Dopo che il gip minorile ha disposto il carcere per i sei minorenni, la stessa misura cautelare è stata confermata per i due maggiori di 18 anni. Gli indagati sono accusati delle vessazioni condotte nei confronti di Antonio Stano, il pensionato morto lo scorso 23 aprile
I due maggiorenni coinvolti nell'indagine sulle violenze compiute ai danni di Antonio Stano, il 66enne di Manduria morto il 23 aprile scorso, restano in carcere. Nonostante il gip del Tribunale di Taranto non abbia convalidato i fermi (ritenendo non sussistente il pericolo di fuga), ha emesso nei loro confronti un'ordinanza di custodia cautelare in carcere. Nel farlo, il giudice ha quindi condiviso il quadro accusatorio della Procura, anche in relazione al reato di tortura. Stessa decisione è stata adottata ieri dal gip minorile che ha mandato in carcere i sei minorenni perché “potrebbero inquinare le prove o ripetere gesti violenti”.
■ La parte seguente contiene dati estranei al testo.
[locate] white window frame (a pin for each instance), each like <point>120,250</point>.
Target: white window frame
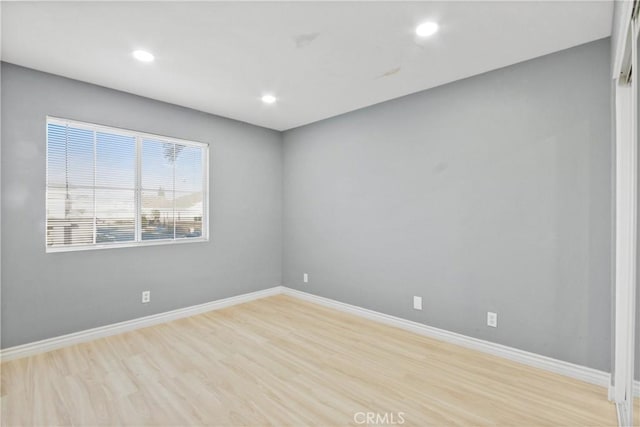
<point>139,136</point>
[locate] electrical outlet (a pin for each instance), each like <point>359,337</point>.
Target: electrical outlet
<point>492,319</point>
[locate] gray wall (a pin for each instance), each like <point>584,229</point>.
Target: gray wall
<point>45,295</point>
<point>487,194</point>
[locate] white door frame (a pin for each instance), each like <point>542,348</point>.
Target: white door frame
<point>626,185</point>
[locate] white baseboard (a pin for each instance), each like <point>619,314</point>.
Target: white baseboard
<point>130,325</point>
<point>572,370</point>
<point>583,373</point>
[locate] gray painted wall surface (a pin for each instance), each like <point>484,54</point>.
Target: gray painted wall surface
<point>487,194</point>
<point>46,295</point>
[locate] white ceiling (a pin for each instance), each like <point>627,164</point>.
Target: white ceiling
<point>320,58</point>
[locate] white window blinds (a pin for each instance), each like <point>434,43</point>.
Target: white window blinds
<point>108,187</point>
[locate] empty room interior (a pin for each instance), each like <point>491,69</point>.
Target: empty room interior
<point>319,213</point>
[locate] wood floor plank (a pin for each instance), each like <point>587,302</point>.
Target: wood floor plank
<point>284,362</point>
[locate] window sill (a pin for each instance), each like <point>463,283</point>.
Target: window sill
<point>99,246</point>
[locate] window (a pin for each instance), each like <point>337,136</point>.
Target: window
<point>111,187</point>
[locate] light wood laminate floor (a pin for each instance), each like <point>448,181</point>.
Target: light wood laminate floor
<point>281,361</point>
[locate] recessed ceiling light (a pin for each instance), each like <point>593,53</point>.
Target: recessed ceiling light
<point>427,29</point>
<point>269,99</point>
<point>143,55</point>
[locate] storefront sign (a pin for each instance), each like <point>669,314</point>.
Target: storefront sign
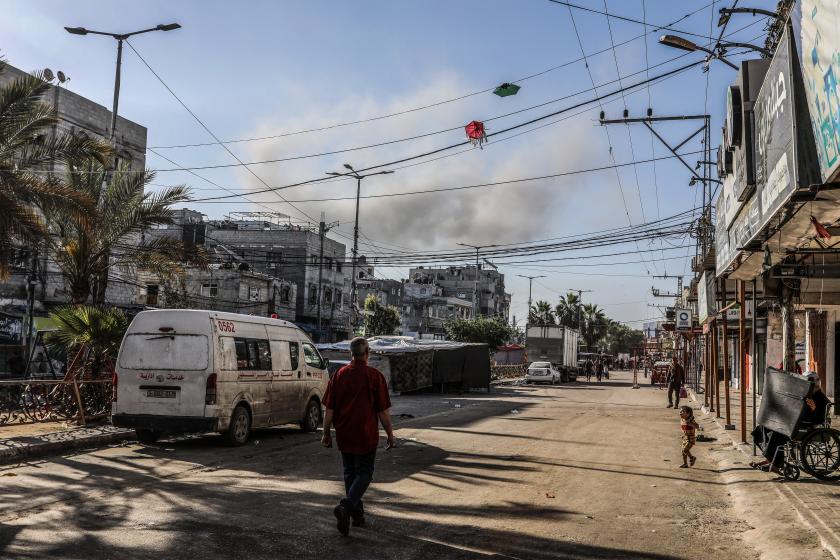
<point>775,167</point>
<point>683,320</point>
<point>705,297</point>
<point>816,25</point>
<point>11,329</point>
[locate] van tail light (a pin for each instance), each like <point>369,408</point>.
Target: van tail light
<point>210,390</point>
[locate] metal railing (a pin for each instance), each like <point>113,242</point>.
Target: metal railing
<point>30,401</point>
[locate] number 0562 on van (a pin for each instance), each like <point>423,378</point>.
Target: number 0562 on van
<point>182,371</point>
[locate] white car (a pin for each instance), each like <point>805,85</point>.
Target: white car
<point>542,372</point>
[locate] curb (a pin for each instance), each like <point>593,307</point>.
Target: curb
<point>15,450</point>
<point>829,539</point>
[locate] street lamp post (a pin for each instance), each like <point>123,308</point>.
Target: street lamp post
<point>353,173</point>
<point>475,288</point>
<point>677,42</point>
<point>120,37</point>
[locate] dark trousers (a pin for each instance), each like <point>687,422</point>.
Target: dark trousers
<point>675,390</point>
<point>358,474</point>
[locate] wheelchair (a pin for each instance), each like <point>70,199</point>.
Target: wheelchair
<point>813,448</point>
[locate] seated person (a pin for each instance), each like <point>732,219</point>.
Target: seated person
<point>769,441</point>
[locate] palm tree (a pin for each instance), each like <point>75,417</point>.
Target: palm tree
<point>541,314</point>
<point>92,333</point>
<point>29,146</point>
<point>595,324</point>
<point>111,236</point>
<point>568,310</point>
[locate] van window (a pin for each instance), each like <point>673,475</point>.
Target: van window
<point>165,352</point>
<point>293,354</point>
<point>311,356</point>
<point>252,354</point>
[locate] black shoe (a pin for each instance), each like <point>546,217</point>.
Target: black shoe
<point>343,517</point>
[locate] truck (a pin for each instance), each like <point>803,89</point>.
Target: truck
<point>555,344</point>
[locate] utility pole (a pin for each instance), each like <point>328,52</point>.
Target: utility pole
<point>475,289</point>
<point>353,173</point>
<point>528,320</point>
<point>120,37</point>
<point>323,228</point>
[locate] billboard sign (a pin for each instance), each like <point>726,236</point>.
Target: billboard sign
<point>816,25</point>
<point>682,320</point>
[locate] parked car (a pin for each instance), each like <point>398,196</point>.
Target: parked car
<point>542,372</point>
<point>184,371</point>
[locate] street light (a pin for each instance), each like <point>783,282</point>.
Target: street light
<point>353,173</point>
<point>120,37</point>
<point>677,42</point>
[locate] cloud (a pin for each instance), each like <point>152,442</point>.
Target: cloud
<point>508,213</point>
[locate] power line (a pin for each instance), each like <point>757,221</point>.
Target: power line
<point>433,104</point>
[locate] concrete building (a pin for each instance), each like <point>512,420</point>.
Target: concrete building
<point>459,282</point>
<point>76,115</point>
<point>425,309</point>
<point>268,243</point>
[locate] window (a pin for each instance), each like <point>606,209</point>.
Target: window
<point>252,354</point>
<point>311,356</point>
<point>151,294</point>
<point>293,354</point>
<point>210,290</point>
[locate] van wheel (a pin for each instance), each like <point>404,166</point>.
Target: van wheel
<point>240,426</point>
<point>312,418</point>
<point>147,436</point>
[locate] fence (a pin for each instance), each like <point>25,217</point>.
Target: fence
<point>29,401</point>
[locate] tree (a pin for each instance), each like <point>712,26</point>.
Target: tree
<point>594,326</point>
<point>493,332</point>
<point>86,247</point>
<point>28,146</point>
<point>380,319</point>
<point>93,333</point>
<point>541,313</point>
<point>568,310</point>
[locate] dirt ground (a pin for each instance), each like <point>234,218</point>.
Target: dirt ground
<point>582,470</point>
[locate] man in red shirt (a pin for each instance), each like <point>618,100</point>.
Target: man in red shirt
<point>356,396</point>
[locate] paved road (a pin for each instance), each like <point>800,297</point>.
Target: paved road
<point>574,471</point>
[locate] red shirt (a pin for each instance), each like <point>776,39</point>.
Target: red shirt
<point>357,394</point>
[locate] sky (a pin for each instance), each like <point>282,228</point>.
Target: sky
<point>272,68</point>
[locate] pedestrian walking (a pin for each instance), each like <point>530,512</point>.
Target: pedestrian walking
<point>676,378</point>
<point>689,427</point>
<point>356,397</point>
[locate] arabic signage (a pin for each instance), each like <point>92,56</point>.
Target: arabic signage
<point>706,297</point>
<point>780,159</point>
<point>816,25</point>
<point>683,320</point>
<point>775,166</point>
<point>11,329</point>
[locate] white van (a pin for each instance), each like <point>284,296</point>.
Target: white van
<point>184,371</point>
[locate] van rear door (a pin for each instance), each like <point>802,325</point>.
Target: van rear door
<point>163,373</point>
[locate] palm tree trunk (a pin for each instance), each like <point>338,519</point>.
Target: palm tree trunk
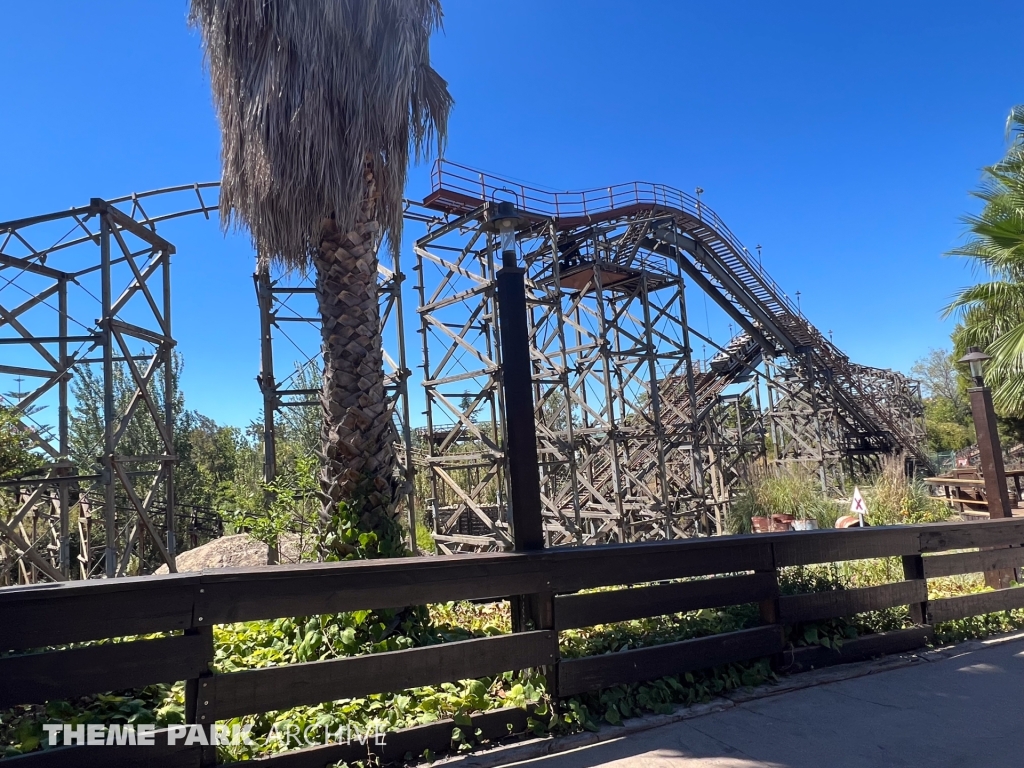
<point>357,479</point>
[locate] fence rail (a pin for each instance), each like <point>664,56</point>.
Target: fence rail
<point>730,570</point>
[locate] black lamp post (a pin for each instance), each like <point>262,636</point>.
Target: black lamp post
<point>994,473</point>
<point>988,435</point>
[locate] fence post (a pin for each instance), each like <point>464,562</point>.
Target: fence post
<point>199,690</point>
<point>913,568</point>
<point>520,428</point>
<point>768,609</point>
<point>517,381</point>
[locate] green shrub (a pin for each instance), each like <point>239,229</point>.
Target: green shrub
<point>792,491</point>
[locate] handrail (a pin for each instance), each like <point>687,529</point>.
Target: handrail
<point>564,205</point>
<point>743,569</point>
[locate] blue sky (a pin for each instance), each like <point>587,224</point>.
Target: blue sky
<point>843,137</point>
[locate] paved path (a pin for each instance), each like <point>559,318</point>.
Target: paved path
<point>962,712</point>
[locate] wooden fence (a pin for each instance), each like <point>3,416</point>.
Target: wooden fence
<point>733,570</point>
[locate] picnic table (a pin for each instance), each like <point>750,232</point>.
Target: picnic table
<point>967,493</point>
<point>962,492</point>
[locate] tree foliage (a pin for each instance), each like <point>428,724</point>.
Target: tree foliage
<point>947,412</point>
<point>991,312</point>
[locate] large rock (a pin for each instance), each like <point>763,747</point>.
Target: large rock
<point>240,550</point>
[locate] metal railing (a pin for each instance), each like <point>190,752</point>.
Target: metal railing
<point>590,203</point>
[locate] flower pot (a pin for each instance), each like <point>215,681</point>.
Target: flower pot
<point>782,522</point>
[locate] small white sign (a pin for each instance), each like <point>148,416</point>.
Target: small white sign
<point>857,505</point>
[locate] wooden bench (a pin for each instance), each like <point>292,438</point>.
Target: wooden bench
<point>963,492</point>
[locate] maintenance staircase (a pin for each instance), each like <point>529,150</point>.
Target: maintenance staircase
<point>722,260</point>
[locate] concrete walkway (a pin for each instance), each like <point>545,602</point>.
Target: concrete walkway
<point>962,712</point>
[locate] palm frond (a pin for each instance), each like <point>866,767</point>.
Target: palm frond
<point>309,96</point>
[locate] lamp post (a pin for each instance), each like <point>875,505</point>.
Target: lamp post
<point>992,470</point>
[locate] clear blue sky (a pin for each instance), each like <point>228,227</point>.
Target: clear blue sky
<point>843,137</point>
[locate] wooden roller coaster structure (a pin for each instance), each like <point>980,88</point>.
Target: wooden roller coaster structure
<point>637,438</point>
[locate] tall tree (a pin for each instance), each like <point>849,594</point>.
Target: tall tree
<point>991,313</point>
<point>947,413</point>
<point>321,103</point>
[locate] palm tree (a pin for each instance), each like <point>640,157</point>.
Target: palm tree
<point>321,103</point>
<point>991,313</point>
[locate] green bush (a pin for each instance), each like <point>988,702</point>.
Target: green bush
<point>792,491</point>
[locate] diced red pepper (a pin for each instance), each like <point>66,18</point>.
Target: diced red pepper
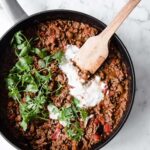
<point>96,137</point>
<point>56,134</point>
<point>102,120</point>
<point>96,121</point>
<point>107,128</point>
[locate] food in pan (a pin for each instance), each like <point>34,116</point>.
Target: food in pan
<point>51,105</point>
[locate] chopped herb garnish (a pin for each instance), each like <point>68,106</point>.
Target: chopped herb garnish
<point>29,86</point>
<point>23,79</point>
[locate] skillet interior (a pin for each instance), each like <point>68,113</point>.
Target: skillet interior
<point>7,61</point>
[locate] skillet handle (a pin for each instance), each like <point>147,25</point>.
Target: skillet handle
<point>13,10</point>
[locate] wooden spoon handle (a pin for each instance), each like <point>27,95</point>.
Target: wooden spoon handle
<point>118,20</point>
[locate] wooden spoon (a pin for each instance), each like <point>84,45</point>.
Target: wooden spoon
<point>95,50</point>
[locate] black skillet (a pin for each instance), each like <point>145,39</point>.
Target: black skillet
<point>7,61</point>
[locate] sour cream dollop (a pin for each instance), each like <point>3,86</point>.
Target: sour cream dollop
<point>89,94</point>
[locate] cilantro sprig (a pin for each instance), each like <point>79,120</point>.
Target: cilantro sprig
<point>24,79</point>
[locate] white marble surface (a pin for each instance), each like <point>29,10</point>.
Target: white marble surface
<point>135,33</point>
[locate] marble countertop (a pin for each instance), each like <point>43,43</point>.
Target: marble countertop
<point>135,34</point>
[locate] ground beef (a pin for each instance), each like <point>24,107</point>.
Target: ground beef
<point>43,135</point>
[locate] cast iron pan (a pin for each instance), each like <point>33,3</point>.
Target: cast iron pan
<point>7,61</point>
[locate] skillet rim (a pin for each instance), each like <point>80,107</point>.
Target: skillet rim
<point>117,39</point>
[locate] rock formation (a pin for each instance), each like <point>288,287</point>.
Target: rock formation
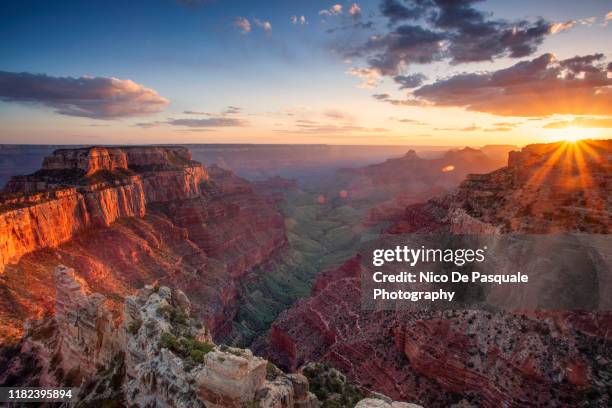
<point>397,183</point>
<point>471,357</point>
<point>130,216</point>
<point>157,355</point>
<point>82,188</point>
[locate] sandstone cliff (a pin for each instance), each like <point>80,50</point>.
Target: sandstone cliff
<point>471,358</point>
<point>163,218</point>
<point>157,356</point>
<point>83,188</point>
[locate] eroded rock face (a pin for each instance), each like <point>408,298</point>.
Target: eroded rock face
<point>156,355</point>
<point>546,188</point>
<point>88,337</point>
<point>411,179</point>
<point>163,219</point>
<point>381,403</point>
<point>472,357</point>
<point>79,189</point>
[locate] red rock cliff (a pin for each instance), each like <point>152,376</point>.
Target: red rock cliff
<point>163,219</point>
<point>471,358</point>
<point>83,188</point>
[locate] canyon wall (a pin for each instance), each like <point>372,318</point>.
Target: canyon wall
<point>471,358</point>
<point>49,207</point>
<point>163,218</point>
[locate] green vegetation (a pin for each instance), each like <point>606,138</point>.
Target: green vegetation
<point>331,386</point>
<point>320,236</point>
<point>190,349</point>
<point>175,315</point>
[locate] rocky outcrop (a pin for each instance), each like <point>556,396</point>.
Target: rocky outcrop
<point>381,403</point>
<point>163,219</point>
<point>87,336</point>
<point>83,188</point>
<point>546,188</point>
<point>399,182</point>
<point>156,355</point>
<point>467,358</point>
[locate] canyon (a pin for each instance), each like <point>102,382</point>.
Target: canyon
<point>471,358</point>
<point>276,265</point>
<point>328,221</point>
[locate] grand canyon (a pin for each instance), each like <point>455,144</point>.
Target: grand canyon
<point>145,259</point>
<point>306,204</point>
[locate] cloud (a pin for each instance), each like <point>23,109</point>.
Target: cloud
<point>243,24</point>
<point>92,97</point>
<point>560,27</point>
<point>208,122</point>
<point>581,122</point>
<point>410,81</point>
<point>396,11</point>
<point>370,78</point>
<point>301,20</point>
<point>354,10</point>
<point>312,127</point>
<point>406,45</point>
<point>264,25</point>
<point>193,3</point>
<point>474,128</point>
<point>406,120</point>
<point>226,118</point>
<point>539,87</point>
<point>211,122</point>
<point>232,110</point>
<point>435,30</point>
<point>190,112</point>
<point>363,25</point>
<point>398,102</point>
<point>333,10</point>
<point>338,115</point>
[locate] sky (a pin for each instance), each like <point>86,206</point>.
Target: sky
<point>409,72</point>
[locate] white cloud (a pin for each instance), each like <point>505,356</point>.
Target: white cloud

“Stano braccato dai suoi aguzzini”
"Stano è stato fatto oggetto di un trattamento inumano e degradante, braccato dai suoi aguzzini, terrorizzato, dileggiato, insultato anche con sputi, spinto in uno stato di confusione e disorientamento, costretto ad invocare aiuto per la paura e l'esasperazione di fronte ai continui attacchi subiti e, di più, ripreso con dei filmati (poi diffusi in rete nelle chat telefoniche) in tali umilianti condizioni", scrive il gip del Tribunale ordinario, Rita Romano. I filmati, continua il giudice, “erano divenuti merce di scambio tra i diversi giovani che li ricevevano sui loro telefoni o vi si imbattevano in Internet". "Non vi è dubbio” che queste condotte sono state "perpetrate in danno di un soggetto affetto da disabilità mentale che viveva in un evidente stato di abbandono, di disagio sociale e che, pertanto, versava in un chiaro stato di minorata difesa", è la conclusione del gip.
"Pestaggi con bastoni sincronizzati e rodati"
I pestaggi con i bastoni, scrive ancora il gip, avevano "un sincronismo che induce a ritenere che si trattasse di un sistema ormai rodato e ben noto a ciascuno dei partecipanti". Dai filmati e dalle indagini compiute dalla Polizia emerge - rileva il giudice - che uno degli indagati "mostra una certa disinvoltura nel fare ingresso per primo all'interno dell'abitazione della vittima dove tutti gli aggressori, in maniera fulminea, raccolgono dei bastoni che si trovano già presso l'appartamento in questione e, senza attendere neppure un secondo, all'unisono incominciano l'azione aggressiva". Secondo il giudice, il gruppo dei giovani ora in carcere "tormentava Antonio Stano con continue vessazioni". Stano "da anni - prosegue il gip - era oggetto di atti di dileggio e di angherie di varia natura, dagli insulti agli atti vandalici in danno della sua abitazione, più volte violata da gruppi di giovani che vi avvicendavano nell'infierire" contro di lui, "agli atti di violenza fisica e verbale effettivi (calci, pugni, schiaffi, percosse con bastoni, sputi) o soltanto simulati per incutere disorientamento, timore e disperazione nella persona offesa".
Indagati “inaffidabili e senza freni inibitori”
Per i motivi citati, il gip ritiene quindi “la misura della custodia cautelare in carcere” come “adeguata alla gravità dei fatti, avendo gli indagati dimostrato notevole inclinazione alla consumazione di reati, totale inaffidabilità e completa assenza di freni inibitori", scrive, parlando della necessità di "garantire le esigenze di tutela della collettività stante la personalità dei due indagati". Secondo il giudice, i nuclei familiari dei due "hanno dato prova di incapacità a controllare ed educare i due giovani", da qui la decisione di escludere la concessione degli arresti domiciliari per il rischio che comportamenti simili si ripetano.
Le vessazioni nei confronti del 66enne
Gli otto giovani sottoposti a fermo dalla polizia per la morte del pensionato sono stati sentiti ieri durante gli interrogatori per la convalida dei fermi. Dopo l’incontro con gli inquirenti, i loro difensori hanno detto che i ragazzi sono "dispiaciuti" delle atrocità commesse e filmate ai danni del 66enne. Episodi che si sono ripetuti a lungo nel tempo e di cui in molti, in città, sapevano. L’uomo, che soffriva di un disagio psichico, è stato aggredito in strada e in casa più volte. Vessazioni che venivano spesso filmate e condivise in una chat di gruppo.